Лектор тогда позволил себе опоздать минут на десять, но народ терпеливо ждал - и встретил припозднившегося кумира громом аплодисментов. На бегу выпрастываясь из длинного, не по размеру, пальто, светило просеменил к кафедре и вместо того, чтобы чинно встать за нее, уселся прямо на стол и, болтая коротенькими кривыми ножками в четырехрублевых кедах, простужено выкрикнул:
– Здрасьте, здрасьте!.. Ну что, дебилы, попробуем вас вылечить. Правило первое: забыть все, что понапихали в ваши тупые бошки всякие академические козлы. Правило второе: лекции для неспособных понять с первого раза и вообще тупых читают в других аудиториях, я же не имею привычки повторять...
"А теперь, видно, приобрел такую привычку..." - подумал Иван, издалека, от самого входа в ресторанный зал, заметив красный, цветущий нос Модеста Карловича.
Тот тоже заметил приближающуюся к нему пару, но подняться не соизволил, а только, щелкнув пальцами, бросил официантке:
– Еще два прибора... Ну, с чем пожаловали? Или для начала по соточке?
– Мы за рулем, - быстро сказала Алиса, а Иван многозначительно кивнул.
– Оба?– с сомнением проговорил Ломов.– Что ж, хозяин барин... А я, с вашего позволения... Голубушка, еще графинчик!
– Нам свежевыжатый сок. Две "Лангустики", два шашлыка, деловито распорядилась Алиса.
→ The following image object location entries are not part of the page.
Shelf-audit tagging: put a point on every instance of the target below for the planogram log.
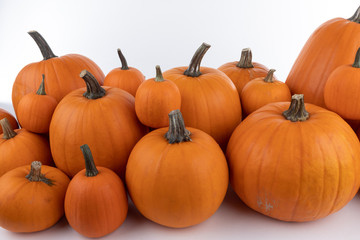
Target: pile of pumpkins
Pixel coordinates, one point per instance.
(174, 141)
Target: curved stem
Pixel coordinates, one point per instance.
(93, 88)
(8, 131)
(177, 132)
(296, 111)
(41, 90)
(35, 174)
(42, 44)
(245, 59)
(269, 77)
(194, 67)
(91, 169)
(124, 65)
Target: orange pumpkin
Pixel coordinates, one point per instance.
(262, 91)
(126, 78)
(209, 99)
(294, 165)
(323, 52)
(155, 98)
(96, 201)
(20, 147)
(32, 198)
(62, 73)
(177, 177)
(35, 110)
(105, 118)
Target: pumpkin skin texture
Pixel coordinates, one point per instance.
(155, 98)
(262, 91)
(125, 78)
(35, 110)
(331, 45)
(31, 206)
(62, 73)
(96, 201)
(176, 182)
(243, 71)
(294, 171)
(20, 147)
(209, 99)
(107, 123)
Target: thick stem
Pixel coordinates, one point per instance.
(41, 90)
(245, 59)
(159, 77)
(269, 77)
(177, 132)
(356, 16)
(42, 44)
(90, 167)
(8, 131)
(93, 88)
(124, 65)
(35, 174)
(296, 111)
(194, 66)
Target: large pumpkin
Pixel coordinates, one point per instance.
(331, 45)
(62, 73)
(209, 99)
(294, 165)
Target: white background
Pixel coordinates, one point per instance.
(168, 33)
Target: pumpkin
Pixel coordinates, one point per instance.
(126, 78)
(177, 177)
(32, 197)
(20, 147)
(209, 100)
(243, 71)
(62, 73)
(323, 52)
(35, 110)
(261, 91)
(342, 89)
(105, 118)
(294, 163)
(95, 201)
(155, 98)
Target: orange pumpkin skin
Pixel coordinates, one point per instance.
(321, 55)
(294, 171)
(31, 206)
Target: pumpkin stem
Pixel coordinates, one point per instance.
(91, 170)
(269, 77)
(296, 111)
(42, 44)
(177, 132)
(93, 88)
(8, 131)
(159, 77)
(41, 90)
(245, 59)
(35, 174)
(194, 66)
(124, 65)
(356, 16)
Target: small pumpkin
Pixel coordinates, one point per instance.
(96, 201)
(35, 110)
(177, 177)
(32, 197)
(126, 78)
(294, 163)
(261, 91)
(155, 98)
(20, 147)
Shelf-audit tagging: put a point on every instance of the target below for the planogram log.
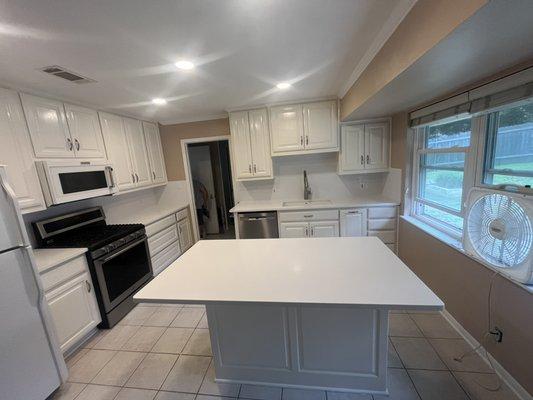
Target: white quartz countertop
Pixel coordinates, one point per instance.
(147, 215)
(277, 205)
(358, 271)
(49, 258)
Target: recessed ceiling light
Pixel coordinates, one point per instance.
(185, 65)
(283, 85)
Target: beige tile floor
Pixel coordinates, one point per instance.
(162, 352)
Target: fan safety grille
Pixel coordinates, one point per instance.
(500, 230)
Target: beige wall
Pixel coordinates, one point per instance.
(428, 22)
(171, 136)
(463, 285)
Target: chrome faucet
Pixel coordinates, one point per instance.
(307, 188)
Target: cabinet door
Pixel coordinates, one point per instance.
(116, 144)
(320, 125)
(352, 154)
(139, 154)
(48, 127)
(155, 152)
(293, 229)
(16, 153)
(286, 128)
(74, 310)
(85, 132)
(324, 228)
(185, 234)
(377, 142)
(240, 139)
(260, 143)
(353, 222)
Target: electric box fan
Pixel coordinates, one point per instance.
(498, 231)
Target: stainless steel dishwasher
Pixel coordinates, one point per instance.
(258, 225)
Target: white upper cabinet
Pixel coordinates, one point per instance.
(352, 154)
(16, 153)
(377, 142)
(287, 130)
(251, 144)
(155, 152)
(364, 148)
(304, 128)
(139, 154)
(242, 150)
(320, 125)
(48, 127)
(85, 132)
(118, 150)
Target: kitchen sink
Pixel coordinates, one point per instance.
(306, 203)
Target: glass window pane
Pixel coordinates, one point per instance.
(443, 160)
(456, 133)
(513, 148)
(442, 187)
(441, 216)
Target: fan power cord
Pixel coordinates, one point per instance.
(484, 340)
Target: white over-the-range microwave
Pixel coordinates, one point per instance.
(65, 181)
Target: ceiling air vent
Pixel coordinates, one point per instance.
(61, 72)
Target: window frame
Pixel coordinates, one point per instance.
(469, 173)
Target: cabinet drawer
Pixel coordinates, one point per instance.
(160, 225)
(182, 214)
(165, 257)
(388, 237)
(64, 272)
(162, 239)
(316, 215)
(382, 224)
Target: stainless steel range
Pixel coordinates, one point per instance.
(118, 256)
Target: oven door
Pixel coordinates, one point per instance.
(123, 271)
(75, 180)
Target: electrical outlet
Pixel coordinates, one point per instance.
(497, 333)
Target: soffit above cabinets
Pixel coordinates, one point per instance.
(242, 49)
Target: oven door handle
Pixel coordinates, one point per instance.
(122, 250)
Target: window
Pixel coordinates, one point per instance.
(441, 157)
(509, 147)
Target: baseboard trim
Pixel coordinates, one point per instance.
(498, 368)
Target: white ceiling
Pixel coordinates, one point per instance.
(242, 49)
(498, 36)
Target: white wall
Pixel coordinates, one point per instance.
(323, 179)
(119, 208)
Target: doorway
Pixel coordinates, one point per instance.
(211, 186)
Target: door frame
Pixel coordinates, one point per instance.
(188, 174)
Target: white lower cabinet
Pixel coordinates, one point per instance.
(168, 238)
(353, 222)
(70, 296)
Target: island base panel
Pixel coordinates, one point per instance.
(327, 347)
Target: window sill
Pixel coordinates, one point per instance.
(456, 245)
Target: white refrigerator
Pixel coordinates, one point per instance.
(31, 364)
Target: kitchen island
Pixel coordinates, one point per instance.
(309, 313)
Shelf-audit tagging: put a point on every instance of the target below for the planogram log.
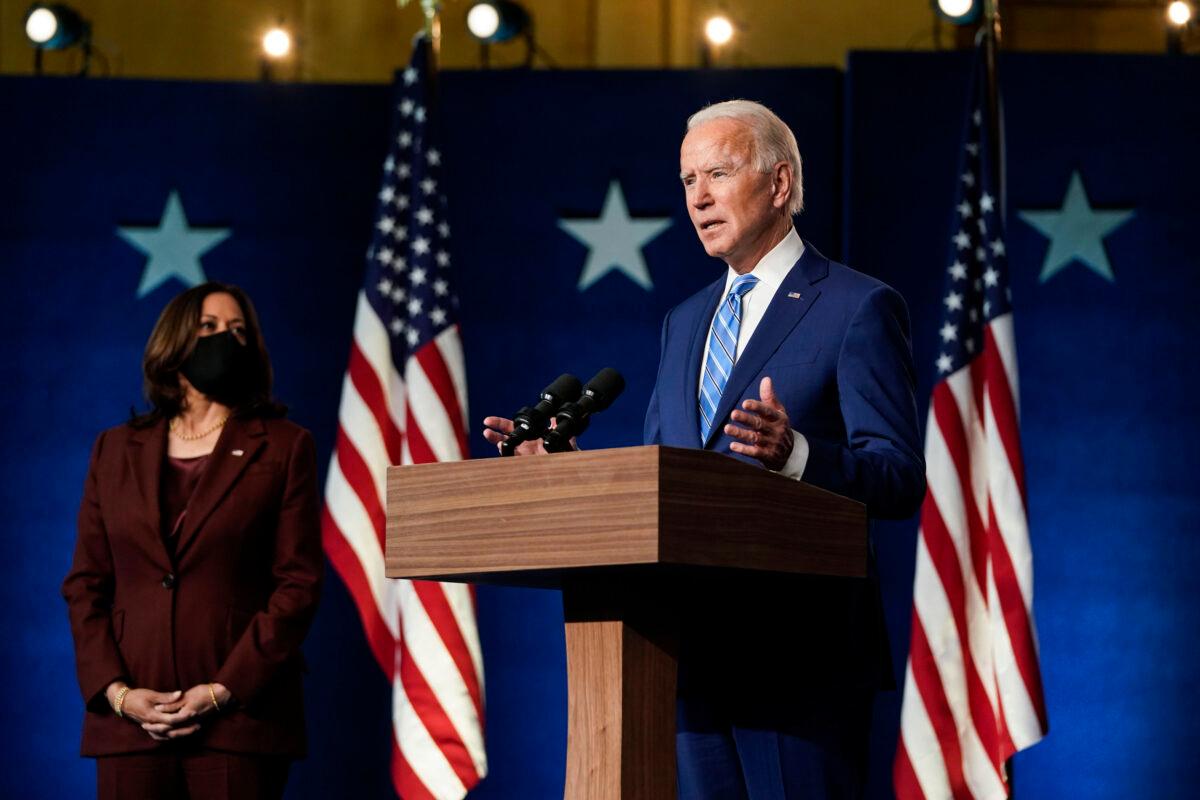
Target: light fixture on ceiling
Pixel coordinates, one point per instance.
(57, 26)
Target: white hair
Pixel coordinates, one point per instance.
(771, 139)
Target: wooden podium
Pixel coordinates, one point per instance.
(618, 531)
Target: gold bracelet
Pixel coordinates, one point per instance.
(120, 699)
(213, 693)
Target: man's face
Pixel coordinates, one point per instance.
(733, 206)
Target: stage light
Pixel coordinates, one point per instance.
(54, 26)
(719, 30)
(960, 12)
(497, 20)
(276, 43)
(41, 25)
(1179, 13)
(483, 20)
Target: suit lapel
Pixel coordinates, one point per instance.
(145, 453)
(239, 444)
(696, 355)
(783, 314)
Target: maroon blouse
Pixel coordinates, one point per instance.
(179, 480)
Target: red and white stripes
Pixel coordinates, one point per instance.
(423, 633)
(972, 684)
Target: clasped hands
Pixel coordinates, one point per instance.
(760, 428)
(169, 715)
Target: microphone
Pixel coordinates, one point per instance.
(532, 422)
(574, 417)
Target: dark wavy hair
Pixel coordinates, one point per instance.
(173, 340)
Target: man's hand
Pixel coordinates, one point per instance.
(498, 429)
(765, 431)
(181, 716)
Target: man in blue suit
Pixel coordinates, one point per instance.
(803, 366)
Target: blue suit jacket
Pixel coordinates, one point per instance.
(837, 347)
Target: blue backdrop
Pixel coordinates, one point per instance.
(291, 172)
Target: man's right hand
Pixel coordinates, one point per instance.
(498, 428)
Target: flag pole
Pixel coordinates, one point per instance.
(432, 30)
(995, 155)
(991, 46)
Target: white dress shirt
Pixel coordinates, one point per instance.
(771, 272)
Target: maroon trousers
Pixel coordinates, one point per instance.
(191, 775)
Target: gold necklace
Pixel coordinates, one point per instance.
(196, 437)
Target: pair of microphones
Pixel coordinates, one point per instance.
(569, 404)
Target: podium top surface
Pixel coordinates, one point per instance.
(532, 521)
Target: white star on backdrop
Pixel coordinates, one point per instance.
(615, 241)
(1077, 232)
(174, 247)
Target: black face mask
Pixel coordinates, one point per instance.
(219, 367)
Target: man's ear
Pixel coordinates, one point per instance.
(781, 184)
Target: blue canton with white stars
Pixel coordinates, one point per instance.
(977, 268)
(408, 280)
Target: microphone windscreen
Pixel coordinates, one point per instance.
(565, 389)
(605, 386)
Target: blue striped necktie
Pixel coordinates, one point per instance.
(723, 349)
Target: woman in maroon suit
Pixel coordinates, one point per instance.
(197, 569)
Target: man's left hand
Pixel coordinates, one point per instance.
(763, 429)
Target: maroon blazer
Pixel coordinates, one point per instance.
(232, 607)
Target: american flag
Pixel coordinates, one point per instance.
(972, 686)
(403, 402)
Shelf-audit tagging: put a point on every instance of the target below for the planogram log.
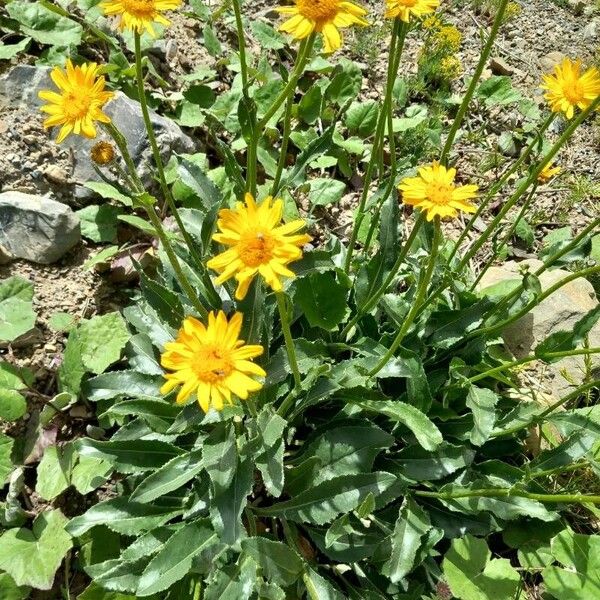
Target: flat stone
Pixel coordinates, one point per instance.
(558, 312)
(20, 86)
(36, 228)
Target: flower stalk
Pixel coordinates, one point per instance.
(416, 303)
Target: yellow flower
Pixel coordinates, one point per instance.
(568, 89)
(102, 153)
(548, 172)
(211, 361)
(324, 16)
(406, 9)
(260, 244)
(79, 101)
(434, 191)
(139, 15)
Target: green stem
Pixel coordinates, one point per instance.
(121, 143)
(241, 45)
(500, 326)
(532, 358)
(396, 48)
(374, 299)
(288, 92)
(287, 335)
(287, 127)
(510, 492)
(189, 242)
(483, 60)
(498, 246)
(393, 159)
(525, 185)
(540, 418)
(186, 286)
(491, 193)
(420, 296)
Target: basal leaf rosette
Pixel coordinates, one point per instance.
(211, 361)
(259, 244)
(325, 16)
(78, 101)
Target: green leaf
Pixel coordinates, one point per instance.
(16, 311)
(420, 465)
(321, 588)
(327, 500)
(130, 456)
(315, 148)
(278, 561)
(268, 37)
(6, 466)
(424, 430)
(95, 592)
(174, 560)
(8, 51)
(45, 26)
(54, 472)
(101, 340)
(99, 223)
(325, 191)
(410, 528)
(361, 118)
(309, 109)
(228, 503)
(122, 516)
(269, 457)
(323, 300)
(211, 42)
(12, 405)
(31, 557)
(172, 475)
(482, 403)
(122, 383)
(471, 574)
(343, 450)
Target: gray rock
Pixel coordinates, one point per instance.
(20, 87)
(558, 312)
(36, 228)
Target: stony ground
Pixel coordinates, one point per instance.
(528, 46)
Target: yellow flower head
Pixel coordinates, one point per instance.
(102, 153)
(139, 15)
(434, 191)
(211, 361)
(324, 16)
(568, 89)
(78, 102)
(406, 9)
(258, 242)
(548, 172)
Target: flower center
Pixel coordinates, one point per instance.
(212, 364)
(573, 91)
(144, 9)
(439, 193)
(318, 10)
(256, 248)
(76, 105)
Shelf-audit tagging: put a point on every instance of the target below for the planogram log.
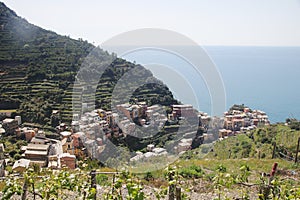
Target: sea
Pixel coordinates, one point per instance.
(262, 78)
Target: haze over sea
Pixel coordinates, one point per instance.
(264, 78)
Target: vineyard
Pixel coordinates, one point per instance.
(185, 179)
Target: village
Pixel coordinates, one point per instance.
(88, 134)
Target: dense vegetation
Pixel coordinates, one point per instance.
(38, 68)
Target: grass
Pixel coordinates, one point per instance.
(233, 165)
(7, 111)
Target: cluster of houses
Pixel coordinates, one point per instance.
(237, 121)
(88, 134)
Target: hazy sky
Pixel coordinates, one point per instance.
(208, 22)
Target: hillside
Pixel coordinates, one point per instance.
(38, 68)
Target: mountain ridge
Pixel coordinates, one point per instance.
(38, 68)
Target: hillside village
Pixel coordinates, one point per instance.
(88, 135)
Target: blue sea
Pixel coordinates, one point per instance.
(264, 78)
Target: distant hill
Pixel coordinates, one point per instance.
(38, 68)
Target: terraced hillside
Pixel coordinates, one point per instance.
(38, 68)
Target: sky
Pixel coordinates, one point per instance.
(207, 22)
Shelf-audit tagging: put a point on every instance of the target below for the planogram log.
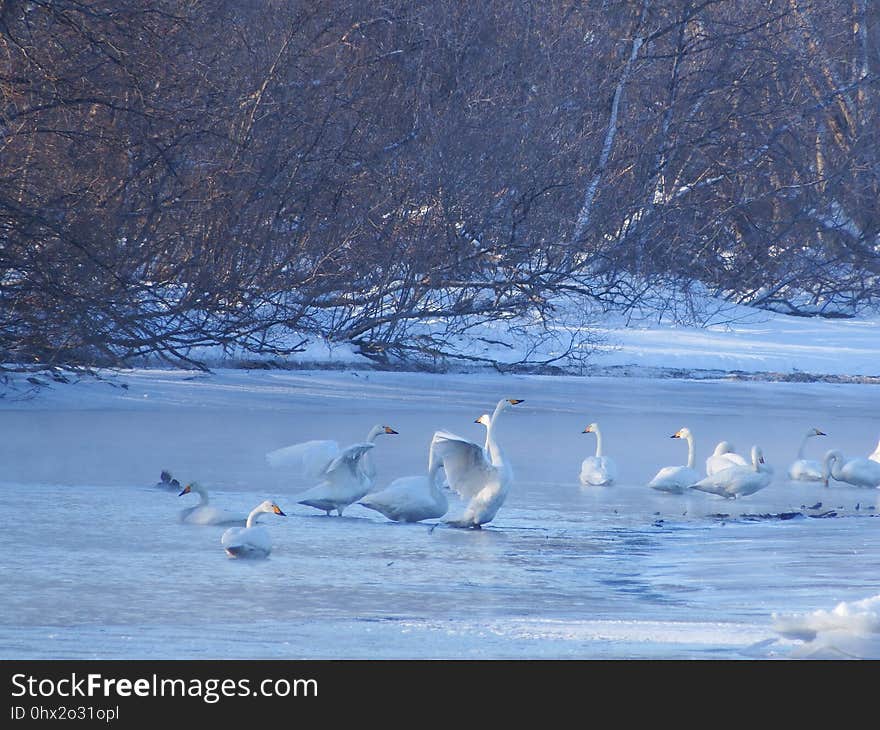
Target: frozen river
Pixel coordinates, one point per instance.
(97, 566)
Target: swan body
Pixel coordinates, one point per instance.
(480, 474)
(207, 514)
(345, 481)
(598, 470)
(803, 469)
(310, 459)
(252, 540)
(166, 481)
(737, 481)
(676, 479)
(723, 457)
(875, 455)
(410, 499)
(859, 471)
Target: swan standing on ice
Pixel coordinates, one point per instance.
(875, 455)
(251, 541)
(858, 471)
(597, 470)
(346, 474)
(676, 479)
(166, 481)
(410, 499)
(738, 481)
(206, 514)
(723, 457)
(806, 470)
(480, 474)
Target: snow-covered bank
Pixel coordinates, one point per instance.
(563, 571)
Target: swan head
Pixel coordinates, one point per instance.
(270, 507)
(723, 447)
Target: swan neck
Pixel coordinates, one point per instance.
(598, 441)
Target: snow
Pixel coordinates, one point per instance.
(98, 566)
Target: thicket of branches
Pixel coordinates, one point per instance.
(176, 173)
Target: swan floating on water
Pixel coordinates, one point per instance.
(597, 470)
(207, 514)
(723, 457)
(850, 631)
(410, 499)
(347, 477)
(310, 459)
(251, 541)
(480, 474)
(738, 481)
(676, 479)
(166, 481)
(858, 471)
(803, 469)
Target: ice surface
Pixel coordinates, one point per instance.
(96, 564)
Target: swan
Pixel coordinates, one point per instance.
(676, 479)
(480, 474)
(346, 479)
(875, 455)
(806, 470)
(251, 541)
(723, 457)
(410, 499)
(738, 481)
(858, 471)
(597, 470)
(312, 458)
(206, 514)
(166, 481)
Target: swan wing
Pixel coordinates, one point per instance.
(467, 469)
(309, 458)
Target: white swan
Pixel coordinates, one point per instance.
(677, 479)
(875, 455)
(410, 499)
(251, 541)
(480, 474)
(166, 481)
(345, 481)
(207, 514)
(738, 481)
(723, 457)
(310, 459)
(857, 471)
(806, 470)
(597, 470)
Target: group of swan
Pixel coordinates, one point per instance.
(728, 474)
(480, 474)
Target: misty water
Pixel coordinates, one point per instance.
(96, 564)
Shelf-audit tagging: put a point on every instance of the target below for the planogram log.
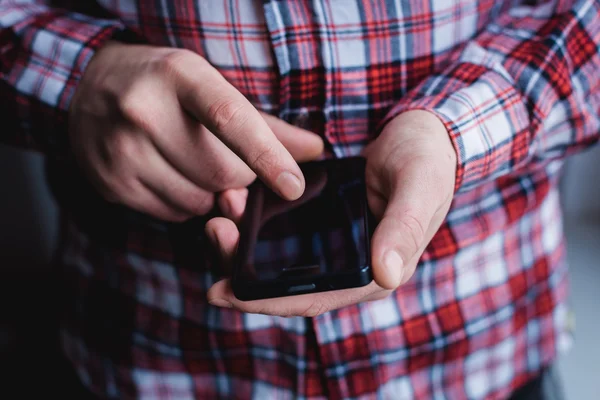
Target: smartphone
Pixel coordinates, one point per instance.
(318, 243)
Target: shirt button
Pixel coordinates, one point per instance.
(301, 120)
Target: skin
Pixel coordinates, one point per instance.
(162, 132)
(410, 176)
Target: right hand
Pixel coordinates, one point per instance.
(161, 131)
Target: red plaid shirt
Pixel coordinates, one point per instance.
(517, 85)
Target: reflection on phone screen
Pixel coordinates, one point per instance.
(323, 232)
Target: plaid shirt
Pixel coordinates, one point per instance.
(517, 85)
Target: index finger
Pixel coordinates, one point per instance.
(213, 101)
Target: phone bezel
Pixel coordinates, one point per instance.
(283, 287)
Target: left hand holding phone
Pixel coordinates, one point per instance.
(410, 179)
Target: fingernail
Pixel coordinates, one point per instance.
(393, 263)
(221, 303)
(226, 207)
(289, 185)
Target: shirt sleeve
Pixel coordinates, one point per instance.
(43, 52)
(524, 91)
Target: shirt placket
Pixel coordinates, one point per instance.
(296, 47)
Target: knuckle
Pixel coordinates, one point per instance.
(131, 105)
(226, 114)
(171, 63)
(265, 158)
(223, 178)
(414, 229)
(203, 203)
(122, 147)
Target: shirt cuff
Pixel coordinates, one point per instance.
(484, 113)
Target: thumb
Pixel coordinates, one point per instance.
(401, 232)
(302, 144)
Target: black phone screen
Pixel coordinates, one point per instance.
(324, 232)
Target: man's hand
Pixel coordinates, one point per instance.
(161, 131)
(410, 176)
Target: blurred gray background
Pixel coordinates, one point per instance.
(28, 230)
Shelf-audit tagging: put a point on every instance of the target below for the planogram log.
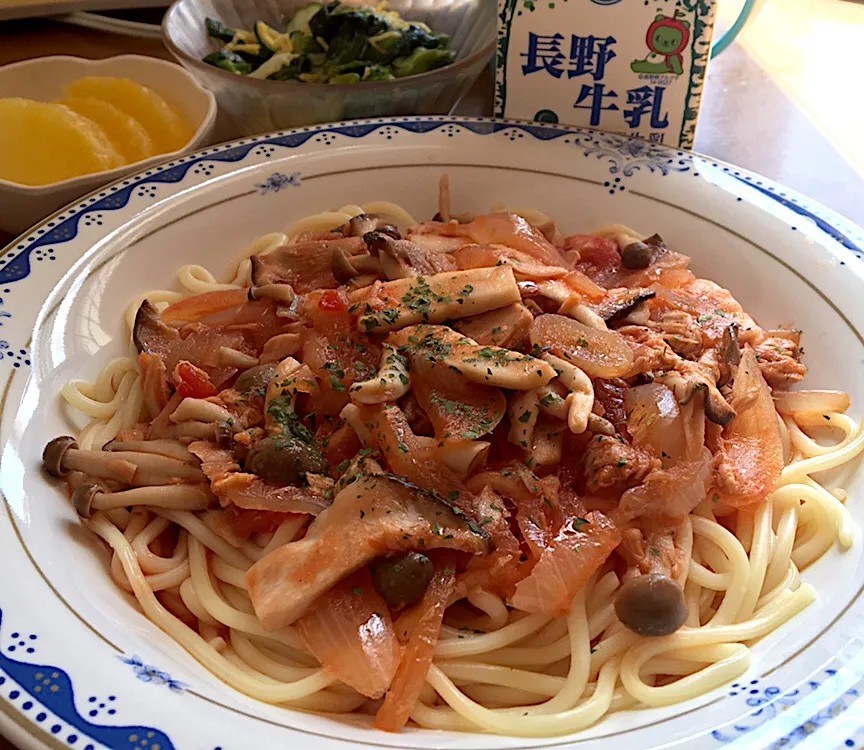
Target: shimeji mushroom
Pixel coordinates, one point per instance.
(651, 605)
(90, 497)
(391, 382)
(580, 399)
(689, 382)
(170, 448)
(486, 365)
(235, 358)
(62, 456)
(621, 303)
(282, 345)
(346, 267)
(362, 224)
(283, 293)
(523, 410)
(200, 410)
(401, 259)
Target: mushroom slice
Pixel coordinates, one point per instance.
(583, 314)
(150, 334)
(391, 382)
(507, 327)
(347, 267)
(486, 365)
(305, 266)
(401, 259)
(524, 409)
(433, 299)
(280, 292)
(372, 516)
(651, 605)
(62, 456)
(580, 400)
(728, 354)
(282, 392)
(89, 497)
(808, 402)
(170, 448)
(525, 267)
(619, 303)
(54, 454)
(279, 347)
(687, 383)
(640, 254)
(364, 223)
(600, 354)
(200, 410)
(235, 358)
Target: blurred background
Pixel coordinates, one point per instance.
(781, 100)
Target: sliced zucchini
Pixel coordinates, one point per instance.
(273, 65)
(245, 48)
(273, 40)
(219, 30)
(300, 21)
(229, 61)
(345, 78)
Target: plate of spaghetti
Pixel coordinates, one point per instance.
(433, 432)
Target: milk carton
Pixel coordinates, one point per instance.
(627, 66)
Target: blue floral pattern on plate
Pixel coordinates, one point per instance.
(45, 695)
(623, 157)
(147, 673)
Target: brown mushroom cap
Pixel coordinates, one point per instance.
(149, 333)
(651, 605)
(363, 223)
(82, 498)
(52, 456)
(341, 266)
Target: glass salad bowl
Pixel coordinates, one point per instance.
(255, 106)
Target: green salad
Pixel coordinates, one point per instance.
(332, 43)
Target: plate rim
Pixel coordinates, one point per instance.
(27, 241)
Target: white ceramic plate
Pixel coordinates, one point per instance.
(81, 668)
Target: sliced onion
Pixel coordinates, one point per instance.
(601, 354)
(654, 420)
(799, 402)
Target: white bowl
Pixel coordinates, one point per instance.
(46, 78)
(63, 288)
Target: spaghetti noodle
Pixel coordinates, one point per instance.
(609, 472)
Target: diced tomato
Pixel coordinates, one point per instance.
(332, 301)
(417, 656)
(192, 382)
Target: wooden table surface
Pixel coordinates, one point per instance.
(746, 118)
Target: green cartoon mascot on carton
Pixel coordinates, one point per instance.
(666, 38)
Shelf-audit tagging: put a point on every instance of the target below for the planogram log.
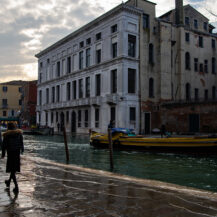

Себе Модест Карлович велел подать черной икры, стерлядь и двести французского коньяку поверх водки. По выражению лица великого критика Иван понял, что тот даже не допускает мысли о "голландском расчете" - за все должна уплатить приглашающая сторона... Кстати, тогда, в далеком семьдесят четвертом, после столь своеобычного вступительного слова молодой Ломов понес такую премудрую околесицу, что Ивану сделалось будто с лютого похмелья, и больше он на оппозитивную семасиологию не ходил. Да и сам ломовский спецкурс вскоре прикрыли - после того, как "академические козлы" во главе с академиками Левачевым и Стукалиным опубликовали в "Литературке" открытое письмо в ЦК с требованием оградить советскую лингвистику от происков вандалов. Говорят, опальный Ломов нашел приют в университете города Тарту, откуда его вместе с другими "оккупантами" уволили в девяносто первом. Тогда Модест Карлович нашел себя в литературной критике...
– Вы чьи вообще?– допытывался между тем Ломов у Алиски Издательские? Если от Хромченко, я с ним не работаю... Или журнальские?
– Литературный интернет-сайт писателя Ивана Ларина, - с важным видом напомнила Алиска.
– Иван Ларин - это я, - тихо уточнил Иван.
– Даже так?– Ломов лихо опорожнил стопку, не спеша закусил икрой.– И это замечательно...
– Правда?– обрадовался Иван.– Вам нравятся мои книги?
– Замечательно, молодой человек, то, что коньячок здесь не паленый и икра не лежалая. А нравятся мне чьи-то книги или нет это, знаете ли, не вопрос...– Критик усмехнулся, показав желтые кривые зубы, и сделался совсем похож на пушкинского "злобного карлу".– Хотите панегирик - сляпаем панегирик, желаете разнос разнесем по косточкам. Главное, чтобы спрос был... платежеспособен.